There are substantial numbers of deaf children and adults who do not benefit from cochlear implants, even if they had access to them.

The idea of deafness being fixable with the newest technology is not going to help us when we meet this attitude in employers, in schools, in any place that looks askance at us before providing services.

Promoting a single idea can have unintended consequences for other people.

Balancing it with promotion of human rights, no matter the hearing capability, is the best thing you can do for all of us.

Cloggy said...

I agree.... it's not for everyone...
But let's make sure that for the ones that it is a solution.... that it is available & affordable with the best support possible..

Trying CI is done best as early as possible... If there's obviously no benefit (for whatever reason) there are other options available...

Another thing.....
Would love to see some statistics on how many do/don't benefit, and especially.. why?
It's easy to say "not all benefit" ... just as easy as "it great for deaf children" but where are the numbers.....

kim said...

There is the same pressure for late-deafened people to get a cochlear implant. Recently while talking to a supervisor at work about some of the work accommodations I needed, she asked, "And when will you be getting a cochlear implant?" Without wanting to go into a long detailed answer, I told her that because of the type or hearing loss I have, that I couldn't use a regular implant at this point, but that there is an experimental one that I may get after it's approved by the FDA. All true.

I didn't explain that this process could take years and that even if I got an implant it would take awhile to train my ears to learn how to hear with the CI and then, after all that, I STILL might not be able to hear on a phone. There are no guarantees. They really don't know what they're going to find until they get into your cochlea and I know at least five late-deafened people who had trouble with electric shock from the device, and not being able to activate enough electrodes.

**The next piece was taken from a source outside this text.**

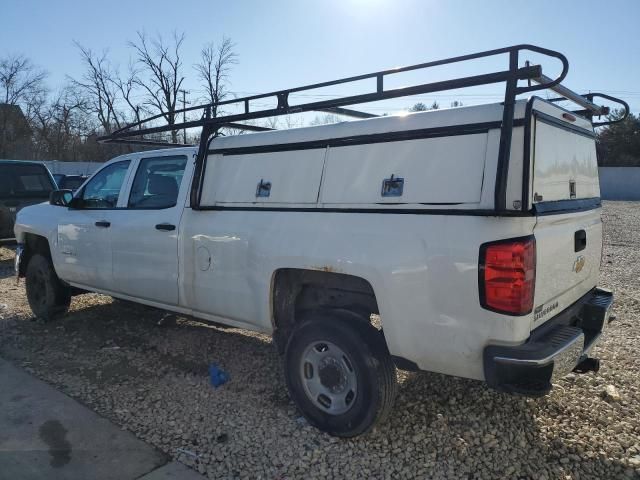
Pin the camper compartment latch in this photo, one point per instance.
(263, 189)
(392, 186)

Truly, I think the CI is incredibly great technology, but it bothers me when people think everyone will benefit from a cochlear implant-- and then pressure you to get one without knowing your back ground-- which happens at HLAA and ALDA meetings all the time.

Not that Jodi pressures people, this is just the flip side of the coin.

Unknown said...

That's why there's a space for comments...so everyone can share. That wasn't a ci advocacy moment, it was just an information - sharing moment. *Smile*
And I don't hunt people down to drag them to ci surgery, I simply answer their questions and always tell them to consult a doctor...love to you all...and thanks for always coming back to share your thoughts. Greatly appreciated. xoxo
Kim- I totally understand. And I can assure you that those questions do not arise yet here in Italy. Much better that you were able to make an informed decision for yourself, rather than not knowing about all of the available options. The right information and access to it is extremely important.

MB said...

Until I actually sat down this summer and read all of Helen Keller's writings, I had no idea that she was friends with Alexander G. Bell and tried desperately to be oral herself. Also, she got through a lot of college thanks to lip reading (was not totally blind then, another misconception.) I have not a doubt in my mind that were she born today, she would have been first in line for a CI. She was amazing and did amazing things, but I think people assume things about her that are not necessarily true. Read her own words if you really want to know about her.

And, cue discord...

Dianrez said...

Um, Helen Keller used the Tadoma Method to lipread; she laid her hand on a person's throat with a thumb over the lips and "read" lips this way.

I don't have any information that she could see anything at all; but she was not able to lipread visually.